One of the great joys of owning any Apple product is the indisputable fact that help from experts is only minutes away, wherever you live in the world. I’m not referring to the Genius Bar or the good telephone support. I’m talking about the Apple Discussions which contain sections for every Apple product, including software and operating systems. These forums are vibrant and informative. You can usually find an answer to a problem simply by searching, but if you are stuck, a message posted in the right section will usually bring a response from an expert within half an hour.

This happened to me this morning. Yesterday MobileMe starting playing up on one of my Macs. It kept asking for the password and then told me there was a keychain problem. Eventually it wouldn’t sync again and I tried every trick I knew, from a simple reboot to disconnecting the computer from the server and then attempting to reboot. It’s happened before, but I’d forgotten the solution.
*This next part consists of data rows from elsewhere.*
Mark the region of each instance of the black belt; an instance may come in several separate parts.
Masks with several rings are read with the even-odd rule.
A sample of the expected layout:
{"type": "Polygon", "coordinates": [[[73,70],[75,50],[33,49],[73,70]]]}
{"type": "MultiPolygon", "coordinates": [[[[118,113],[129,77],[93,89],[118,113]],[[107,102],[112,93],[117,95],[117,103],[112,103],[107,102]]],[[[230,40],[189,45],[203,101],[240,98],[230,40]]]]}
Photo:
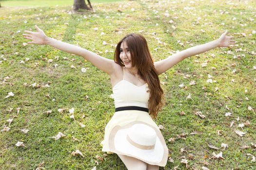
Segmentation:
{"type": "Polygon", "coordinates": [[[119,111],[132,110],[142,111],[148,112],[148,113],[149,111],[148,109],[147,108],[139,107],[139,106],[125,106],[125,107],[120,107],[116,108],[116,112],[119,111]]]}

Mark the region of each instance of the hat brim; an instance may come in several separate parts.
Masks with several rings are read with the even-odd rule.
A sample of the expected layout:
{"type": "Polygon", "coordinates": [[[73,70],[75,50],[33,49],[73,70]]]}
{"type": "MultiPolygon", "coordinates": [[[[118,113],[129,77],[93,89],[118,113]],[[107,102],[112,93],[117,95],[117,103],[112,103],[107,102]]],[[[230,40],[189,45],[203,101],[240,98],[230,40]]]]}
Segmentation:
{"type": "Polygon", "coordinates": [[[164,167],[168,159],[168,149],[164,138],[159,129],[144,122],[136,121],[125,126],[116,126],[112,129],[109,136],[109,148],[111,152],[138,159],[151,165],[164,167]],[[131,144],[126,136],[129,128],[137,123],[143,124],[152,128],[157,134],[155,148],[151,150],[139,149],[131,144]]]}

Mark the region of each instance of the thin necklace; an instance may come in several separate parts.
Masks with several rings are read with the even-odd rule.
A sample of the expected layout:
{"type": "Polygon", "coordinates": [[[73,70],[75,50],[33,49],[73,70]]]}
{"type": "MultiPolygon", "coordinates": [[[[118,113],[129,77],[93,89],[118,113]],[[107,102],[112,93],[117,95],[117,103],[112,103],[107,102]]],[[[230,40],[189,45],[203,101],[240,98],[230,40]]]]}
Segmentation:
{"type": "Polygon", "coordinates": [[[135,77],[136,77],[136,78],[137,78],[137,79],[138,79],[138,81],[139,81],[139,82],[140,82],[140,83],[143,83],[141,82],[141,81],[139,80],[139,78],[138,78],[138,77],[137,77],[137,76],[136,76],[136,74],[138,74],[138,72],[137,72],[137,73],[134,74],[134,73],[133,73],[132,72],[131,72],[131,71],[130,71],[130,70],[129,70],[128,68],[126,68],[128,69],[128,71],[129,72],[130,74],[132,74],[132,75],[133,75],[134,76],[135,76],[135,77]]]}
{"type": "Polygon", "coordinates": [[[131,74],[132,74],[132,75],[136,75],[136,74],[137,74],[138,73],[138,71],[137,71],[137,73],[134,74],[134,73],[133,73],[132,72],[131,72],[131,71],[130,71],[130,70],[129,70],[128,68],[127,68],[127,69],[128,70],[129,72],[130,72],[130,73],[131,74]]]}

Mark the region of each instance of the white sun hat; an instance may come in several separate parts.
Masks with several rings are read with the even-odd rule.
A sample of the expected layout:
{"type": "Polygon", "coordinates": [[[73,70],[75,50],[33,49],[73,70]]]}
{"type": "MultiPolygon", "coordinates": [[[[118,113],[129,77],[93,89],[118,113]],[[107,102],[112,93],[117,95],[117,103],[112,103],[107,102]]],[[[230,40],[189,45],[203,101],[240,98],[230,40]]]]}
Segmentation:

So I posted a request for assistance in the synchronisation section of the MobileMe forum. Within 20 minutes I got this expert reply from Roger Wilmut who is just one of the hundreds of unpaid experts out there:

On the affected Mac, stop all syncing. Go to (user)/Library/Preferences/ByHost or just (user)/Library/Preferences (depending on your system) and delete any .plist files beginning with com.apple./DotMacSync. Reboot.

Go to System Preferences>MobileMe, sign out. Enter any old garbage in username and password, get them rejected, then enter the correct ones. Now try turning syncing on again.

Note that if you are using the new MobileMe calendar on this or any other Mac you should turn off calendar syncing as this is no longer relevant.

Simple when you know how, but I’m blown away by the speed of the help. And don’t you just like the sage advice to log in with garbage and get it rejected? Who would have thought of this?

Apple Discussions are my first port of call in a storm and if you haven’t discovered them, I recommend you pay a visit today (via the local Apple site [Support/Communities]).

LATER…. Mr Wilmit pours some cold water on my effervescent enthusiasm:

You should realise that it’s pure chance you got a very quick answer. It just depends on who is online when. You might have to wait hours or even a day or so.

It’s a good point and worth making. But my experience over nearly six years is that responses come sooner rather than later. Only on a very few occasions, when nobody could find a solution, have I been disappointed.